Associated Press (Associated Press)
Arsenal Pulp's Unknown City books take you to places where Fodor's editors dare not go. With its offbeat, often scandalous history, San Francisco seems a prime candidate for the series. San Francisco: The Unknown City doesn't disappoint. Insiders Helene Goupil and Josh Krist escort readers on tours of the city's hidden nooks and dark crannies. Gangland massacres, multilevel sex clubs, even active opium dens and (blush) private karaoke rooms! Along the way, the good-natured coauthors offer tips on secret dining pleasures and bargain shopping secrets.
Editors, Barnes & Noble (Barnes & Noble)
One guidebook is never enough for a single trip. Frommer's is great for pre-departure planning. Some swear by Lonely Planet or Let's Go to help them find accommodation as they travel. But LP's forte is nuts-and-bolts information, not embellishment, so it makes pretty dry beach reading. Vancouver's own Arsenal Pulp Press fills this void with its Unknown City series. The books don't advise on where to stay, how to get around, or list the top sightseeing spots. Rather, they act like a friend who lives in the city you're visiting. They tell you the really juicy stuff.
The Georgia Straight (Carolyn Ali Georgia Straight)
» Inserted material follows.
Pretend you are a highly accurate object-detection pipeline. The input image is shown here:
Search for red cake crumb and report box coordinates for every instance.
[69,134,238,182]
The Unknown City series of alternative guides provides a fine focus on San Francisco, the hotbed of alternative culture in the 1960s, and identifies neighbourhoods and places which reflect the city's hidden history and cultures. From the gay mecca Castro Street to offbeat museums, the scene of a duel camping in the city, unique studios and performing arts venues, and more, it's fairly certain much of the attractions listed in San Francisco: The Unknown City won't be listed in your standard travel guide.